I wonder how many scalpers would be left standing if people had a bit more patience and didn't push a consumer society.
I'd argue that people like you who are desperate to buy the newest shiny things are the reason that scalpers exist. If you could just wait a few months then you'd be able to buy from a standard retailer without any problems.
 
I wonder how many scalpers would be left standing if people had a bit more patience and didn't push a consumer society.
I'd argue that people like you who are desperate to buy the newest shiny things are the reason that scalpers exist. If you could just wait a few months then you'd be able to buy from a standard retailer without any problems.
You'd be wrong tho. I haven't bought anything from scalpers. I haven't persuaded anyone to buy from scalpers. I *am* waiting.

I'm sitting on an i5 2500K so I'm hardly short of patience :p This will be the first proper upgrade since 2012.

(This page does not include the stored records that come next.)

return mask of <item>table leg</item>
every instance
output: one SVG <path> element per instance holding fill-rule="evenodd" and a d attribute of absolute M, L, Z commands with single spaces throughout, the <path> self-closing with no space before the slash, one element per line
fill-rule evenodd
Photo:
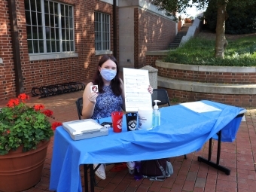
<path fill-rule="evenodd" d="M 88 175 L 87 175 L 88 166 L 87 164 L 84 164 L 84 190 L 85 191 L 88 191 Z"/>
<path fill-rule="evenodd" d="M 100 165 L 100 164 L 99 164 Z M 94 185 L 95 184 L 95 176 L 94 176 L 94 170 L 93 170 L 93 165 L 90 164 L 90 191 L 94 192 Z M 98 165 L 98 166 L 99 166 Z M 97 169 L 98 167 L 96 167 L 95 169 Z"/>
<path fill-rule="evenodd" d="M 198 161 L 203 162 L 206 163 L 207 165 L 209 165 L 210 166 L 212 166 L 218 170 L 221 170 L 226 173 L 226 175 L 229 175 L 230 174 L 230 169 L 220 166 L 220 157 L 221 157 L 221 130 L 220 130 L 218 133 L 218 150 L 217 150 L 217 161 L 216 163 L 214 163 L 211 161 L 211 155 L 212 155 L 212 140 L 209 141 L 209 157 L 208 160 L 206 158 L 203 158 L 202 157 L 198 157 Z"/>

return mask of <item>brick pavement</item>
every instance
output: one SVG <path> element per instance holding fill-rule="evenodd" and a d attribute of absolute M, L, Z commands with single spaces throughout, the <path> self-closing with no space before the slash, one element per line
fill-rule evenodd
<path fill-rule="evenodd" d="M 53 111 L 55 120 L 69 121 L 78 118 L 75 102 L 82 96 L 82 92 L 75 92 L 44 99 L 32 97 L 29 104 L 41 103 Z M 0 102 L 0 108 L 4 102 Z M 248 109 L 246 121 L 242 122 L 237 139 L 233 143 L 222 143 L 220 164 L 231 170 L 230 175 L 197 161 L 198 156 L 208 157 L 208 143 L 201 151 L 184 156 L 172 157 L 174 174 L 164 181 L 152 181 L 148 179 L 135 181 L 127 169 L 113 172 L 108 172 L 111 166 L 106 167 L 107 178 L 97 180 L 95 191 L 116 192 L 252 192 L 256 191 L 256 110 Z M 49 180 L 53 142 L 48 147 L 47 157 L 44 163 L 41 181 L 35 187 L 26 190 L 50 191 Z M 213 145 L 212 160 L 215 161 L 217 142 Z M 83 170 L 81 177 L 82 183 Z M 62 192 L 62 191 L 58 191 Z"/>

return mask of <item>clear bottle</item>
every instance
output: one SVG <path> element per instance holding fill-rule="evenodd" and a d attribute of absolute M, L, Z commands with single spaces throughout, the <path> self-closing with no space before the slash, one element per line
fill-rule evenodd
<path fill-rule="evenodd" d="M 153 108 L 153 127 L 160 125 L 160 111 L 159 111 L 157 102 L 160 100 L 154 100 L 155 105 Z"/>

I need a functioning PC for my work and the aging motherboard has already developed a fault. I'm one of the most frugal people you could possibly meet.
 
I wonder how many scalpers would be left standing if people had a bit more patience and didn't push a consumer society.
I'd argue that people like you who are desperate to buy the newest shiny things are the reason that scalpers exist. If you could just wait a few months then you'd be able to buy from a standard retailer without any problems.

Exactly my point.

People can pre order months in advance or wait if it's sold out.

Nobody is forcing the people who are paying over the odds. Also nobody is making millions by selling a single console for a couple of hundred quid to the point tax even comes into effect
 
You'd be wrong tho. I haven't bought anything from scalpers. I haven't persuaded anyone to buy from scalpers. I *am* waiting.

I'm sitting on an i5 2500K so I'm hardly short of patience :p This will be the first proper upgrade since 2012.

I need a functioning PC for my work and the aging motherboard has already developed a fault. I'm one of the most frugal people you could possibly meet.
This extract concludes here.